In some cases the Query Optimizer is able to push down a Search Predicate as a Residual Predicate into the Storage Engine, but in some cases it is not possible and the Query Optimizer introduces an explicit Filter operator. Don’t ask me in which cases it is possible and when it is not. This behavior is not really documented by Microsoft…

Thanks for your time,

-Klaus

6 thoughts on “Lock Escalations and Execution Plan shapes”

  1. Klaus, thanks for the article and in particular for the summary. Before reading the summary, I was going to ask you, how the hell did you manage to push it down. 😉

  2. Hi Klaus,
    I would say that Filtering is happening because of computed column(LineTotal) that exists in Sales.SalesOrderDetail table.
    Regards
    Aleksandar

    1. Klaus Aschenbrenner

      Hello Aleksandar,

      Thanks for your comment.
      Yes, a Computed Column in a table prevents the Predicate Pushdown and introduces an explicit Filter operator in the execution plan.

      Thanks,

      -Klaus

  3. James Lupolt

    Did this technique (getting a residual predicate instead of a filter iterator) solve a problem for you? In testing, both queries read the whole index. I understand the 2nd one can be more efficient than the first because of the residual predicate pushdown.

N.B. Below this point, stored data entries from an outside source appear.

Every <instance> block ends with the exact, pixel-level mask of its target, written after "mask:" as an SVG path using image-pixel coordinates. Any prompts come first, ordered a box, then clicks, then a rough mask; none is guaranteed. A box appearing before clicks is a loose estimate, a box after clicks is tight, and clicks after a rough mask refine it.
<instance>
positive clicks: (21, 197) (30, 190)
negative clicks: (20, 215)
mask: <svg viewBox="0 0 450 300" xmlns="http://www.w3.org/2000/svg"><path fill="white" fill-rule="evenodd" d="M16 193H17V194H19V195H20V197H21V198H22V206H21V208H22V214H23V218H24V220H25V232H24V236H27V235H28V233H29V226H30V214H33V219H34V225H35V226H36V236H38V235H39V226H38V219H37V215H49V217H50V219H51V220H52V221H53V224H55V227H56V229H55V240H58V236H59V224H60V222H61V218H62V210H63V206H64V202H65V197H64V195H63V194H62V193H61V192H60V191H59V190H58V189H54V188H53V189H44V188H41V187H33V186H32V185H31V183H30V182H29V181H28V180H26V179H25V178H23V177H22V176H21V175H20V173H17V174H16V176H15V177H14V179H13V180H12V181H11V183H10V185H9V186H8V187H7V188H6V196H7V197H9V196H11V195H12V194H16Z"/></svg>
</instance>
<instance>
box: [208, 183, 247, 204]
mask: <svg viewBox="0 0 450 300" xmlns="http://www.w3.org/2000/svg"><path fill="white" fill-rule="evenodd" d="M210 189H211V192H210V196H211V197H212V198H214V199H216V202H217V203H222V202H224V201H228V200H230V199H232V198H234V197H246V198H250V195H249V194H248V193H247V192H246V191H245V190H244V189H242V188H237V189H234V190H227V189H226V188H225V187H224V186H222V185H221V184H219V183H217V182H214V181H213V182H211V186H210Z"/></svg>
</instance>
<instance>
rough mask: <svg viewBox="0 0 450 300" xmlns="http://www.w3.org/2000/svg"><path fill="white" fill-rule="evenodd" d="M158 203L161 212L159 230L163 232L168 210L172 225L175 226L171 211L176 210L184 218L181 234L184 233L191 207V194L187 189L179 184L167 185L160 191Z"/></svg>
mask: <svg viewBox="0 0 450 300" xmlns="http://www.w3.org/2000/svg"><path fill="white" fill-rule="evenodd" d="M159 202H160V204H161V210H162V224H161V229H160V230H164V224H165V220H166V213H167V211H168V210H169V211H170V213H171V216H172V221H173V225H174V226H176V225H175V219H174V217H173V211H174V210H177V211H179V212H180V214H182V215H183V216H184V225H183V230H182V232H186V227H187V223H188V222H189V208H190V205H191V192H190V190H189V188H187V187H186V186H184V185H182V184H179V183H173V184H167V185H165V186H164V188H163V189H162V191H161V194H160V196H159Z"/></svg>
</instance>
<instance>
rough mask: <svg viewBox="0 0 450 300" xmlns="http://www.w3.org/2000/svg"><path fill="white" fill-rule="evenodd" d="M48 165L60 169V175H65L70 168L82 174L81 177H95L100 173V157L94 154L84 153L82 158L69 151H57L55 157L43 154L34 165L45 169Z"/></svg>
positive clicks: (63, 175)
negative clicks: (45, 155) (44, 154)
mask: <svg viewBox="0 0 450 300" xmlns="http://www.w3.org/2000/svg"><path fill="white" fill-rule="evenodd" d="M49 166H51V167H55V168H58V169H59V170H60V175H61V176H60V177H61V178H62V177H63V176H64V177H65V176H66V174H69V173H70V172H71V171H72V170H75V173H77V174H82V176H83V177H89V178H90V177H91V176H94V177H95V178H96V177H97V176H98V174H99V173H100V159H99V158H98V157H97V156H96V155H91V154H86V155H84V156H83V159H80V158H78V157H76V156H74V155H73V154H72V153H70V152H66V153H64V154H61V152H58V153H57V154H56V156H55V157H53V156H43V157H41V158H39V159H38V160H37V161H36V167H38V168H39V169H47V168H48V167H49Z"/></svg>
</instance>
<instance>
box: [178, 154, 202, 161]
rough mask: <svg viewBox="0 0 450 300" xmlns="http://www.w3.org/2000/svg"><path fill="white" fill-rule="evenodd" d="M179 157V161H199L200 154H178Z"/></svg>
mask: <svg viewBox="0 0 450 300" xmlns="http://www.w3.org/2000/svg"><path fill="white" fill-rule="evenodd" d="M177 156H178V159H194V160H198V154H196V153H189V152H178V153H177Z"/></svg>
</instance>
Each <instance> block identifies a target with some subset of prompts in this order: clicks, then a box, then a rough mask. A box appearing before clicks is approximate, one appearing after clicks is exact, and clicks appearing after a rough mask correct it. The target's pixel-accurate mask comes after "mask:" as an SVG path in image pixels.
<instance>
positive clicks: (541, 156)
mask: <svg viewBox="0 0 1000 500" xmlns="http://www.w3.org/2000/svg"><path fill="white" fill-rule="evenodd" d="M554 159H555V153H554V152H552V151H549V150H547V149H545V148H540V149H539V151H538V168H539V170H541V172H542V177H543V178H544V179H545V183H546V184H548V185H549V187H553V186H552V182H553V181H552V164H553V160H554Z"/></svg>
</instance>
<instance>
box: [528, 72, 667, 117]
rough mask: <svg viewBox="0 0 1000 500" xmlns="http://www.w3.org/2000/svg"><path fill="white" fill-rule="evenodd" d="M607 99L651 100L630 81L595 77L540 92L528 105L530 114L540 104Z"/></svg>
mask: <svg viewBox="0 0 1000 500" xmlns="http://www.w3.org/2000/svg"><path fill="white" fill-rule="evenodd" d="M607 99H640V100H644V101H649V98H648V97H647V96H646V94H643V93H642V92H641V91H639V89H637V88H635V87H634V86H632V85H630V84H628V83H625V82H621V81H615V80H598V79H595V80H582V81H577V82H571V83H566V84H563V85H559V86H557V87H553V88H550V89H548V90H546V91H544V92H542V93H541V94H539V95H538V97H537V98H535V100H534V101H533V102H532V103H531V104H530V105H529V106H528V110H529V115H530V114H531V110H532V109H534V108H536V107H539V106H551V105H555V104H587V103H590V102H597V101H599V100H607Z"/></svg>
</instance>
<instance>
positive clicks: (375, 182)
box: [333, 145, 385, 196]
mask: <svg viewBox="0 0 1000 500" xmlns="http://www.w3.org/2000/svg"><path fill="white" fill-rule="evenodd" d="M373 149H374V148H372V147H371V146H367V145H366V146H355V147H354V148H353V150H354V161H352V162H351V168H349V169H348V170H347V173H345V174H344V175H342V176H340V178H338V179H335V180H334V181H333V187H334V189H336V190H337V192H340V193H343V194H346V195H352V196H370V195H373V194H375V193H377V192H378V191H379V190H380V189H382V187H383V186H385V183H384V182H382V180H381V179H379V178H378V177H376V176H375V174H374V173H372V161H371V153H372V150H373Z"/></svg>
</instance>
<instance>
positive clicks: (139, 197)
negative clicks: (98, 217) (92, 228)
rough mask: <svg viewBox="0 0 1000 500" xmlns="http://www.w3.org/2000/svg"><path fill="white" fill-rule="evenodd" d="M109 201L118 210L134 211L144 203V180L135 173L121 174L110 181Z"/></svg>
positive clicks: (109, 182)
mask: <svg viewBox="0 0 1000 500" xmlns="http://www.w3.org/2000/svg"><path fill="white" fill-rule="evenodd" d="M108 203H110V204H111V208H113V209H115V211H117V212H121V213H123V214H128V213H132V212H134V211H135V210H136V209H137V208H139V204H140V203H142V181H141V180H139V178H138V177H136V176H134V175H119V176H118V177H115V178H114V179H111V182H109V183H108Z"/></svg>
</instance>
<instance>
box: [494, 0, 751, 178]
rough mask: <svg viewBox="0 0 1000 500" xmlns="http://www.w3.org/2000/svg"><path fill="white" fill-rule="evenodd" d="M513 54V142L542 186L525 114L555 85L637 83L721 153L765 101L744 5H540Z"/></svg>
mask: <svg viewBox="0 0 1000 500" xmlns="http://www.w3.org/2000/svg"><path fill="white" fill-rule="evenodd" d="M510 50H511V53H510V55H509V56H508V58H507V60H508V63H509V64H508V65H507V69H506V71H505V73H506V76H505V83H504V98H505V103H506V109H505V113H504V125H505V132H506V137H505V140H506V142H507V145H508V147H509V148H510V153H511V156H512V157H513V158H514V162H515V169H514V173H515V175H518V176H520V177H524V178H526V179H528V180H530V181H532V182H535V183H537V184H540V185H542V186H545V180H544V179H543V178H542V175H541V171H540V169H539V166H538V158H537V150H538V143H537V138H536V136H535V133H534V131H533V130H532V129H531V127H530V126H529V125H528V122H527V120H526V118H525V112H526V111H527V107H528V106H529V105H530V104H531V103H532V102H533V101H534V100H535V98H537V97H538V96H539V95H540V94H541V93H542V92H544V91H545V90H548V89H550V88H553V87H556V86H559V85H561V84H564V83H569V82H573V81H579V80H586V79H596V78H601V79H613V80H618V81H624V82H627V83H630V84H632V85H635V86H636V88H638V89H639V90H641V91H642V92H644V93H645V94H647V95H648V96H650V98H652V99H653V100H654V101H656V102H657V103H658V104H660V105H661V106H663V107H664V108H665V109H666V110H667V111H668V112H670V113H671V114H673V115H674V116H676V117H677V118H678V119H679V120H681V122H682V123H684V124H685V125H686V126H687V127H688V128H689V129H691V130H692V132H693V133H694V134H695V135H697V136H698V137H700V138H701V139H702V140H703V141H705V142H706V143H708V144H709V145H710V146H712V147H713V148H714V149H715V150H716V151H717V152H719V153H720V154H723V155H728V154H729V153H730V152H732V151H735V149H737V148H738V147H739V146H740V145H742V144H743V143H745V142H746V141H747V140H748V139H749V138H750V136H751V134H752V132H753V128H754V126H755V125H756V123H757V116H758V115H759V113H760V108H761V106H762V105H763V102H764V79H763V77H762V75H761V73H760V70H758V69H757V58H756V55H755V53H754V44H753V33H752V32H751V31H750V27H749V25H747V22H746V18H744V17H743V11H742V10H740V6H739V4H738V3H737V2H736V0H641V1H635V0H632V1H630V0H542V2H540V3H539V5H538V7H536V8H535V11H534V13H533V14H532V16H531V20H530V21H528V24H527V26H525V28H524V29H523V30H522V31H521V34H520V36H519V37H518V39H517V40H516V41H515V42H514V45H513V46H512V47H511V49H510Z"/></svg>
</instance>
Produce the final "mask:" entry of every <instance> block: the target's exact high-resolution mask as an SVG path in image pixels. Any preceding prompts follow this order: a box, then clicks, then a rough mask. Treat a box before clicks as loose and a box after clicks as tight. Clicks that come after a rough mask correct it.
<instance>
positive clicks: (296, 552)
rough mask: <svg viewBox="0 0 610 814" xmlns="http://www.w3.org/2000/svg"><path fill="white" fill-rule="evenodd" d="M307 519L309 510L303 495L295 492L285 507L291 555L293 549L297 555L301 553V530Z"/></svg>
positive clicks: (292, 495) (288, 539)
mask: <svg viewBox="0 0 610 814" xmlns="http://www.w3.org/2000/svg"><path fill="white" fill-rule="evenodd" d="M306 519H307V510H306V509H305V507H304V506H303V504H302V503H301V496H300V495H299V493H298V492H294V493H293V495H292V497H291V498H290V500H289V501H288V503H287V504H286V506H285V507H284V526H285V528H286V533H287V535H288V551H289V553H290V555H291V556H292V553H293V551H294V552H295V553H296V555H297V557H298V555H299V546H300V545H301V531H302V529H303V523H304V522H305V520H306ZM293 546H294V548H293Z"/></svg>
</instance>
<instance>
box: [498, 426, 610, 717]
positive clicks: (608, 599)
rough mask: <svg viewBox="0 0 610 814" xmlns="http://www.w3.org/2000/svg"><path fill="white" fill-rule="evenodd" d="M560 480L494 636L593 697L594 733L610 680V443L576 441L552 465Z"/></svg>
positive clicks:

    Regarding locks, my test showed that the first query got a table lock and the second query got a page lock on every page in the index. It’s interesting that the locking strategy changed, but I’m not sure that the second case would be an improvement over the first.

  4. James Lupolt

    Actually I think I see what you mean now. Under repeatable read, in the secondary query, the page locks are only intent-shared, and the key locks are released while the statement runs as rows are disqualified.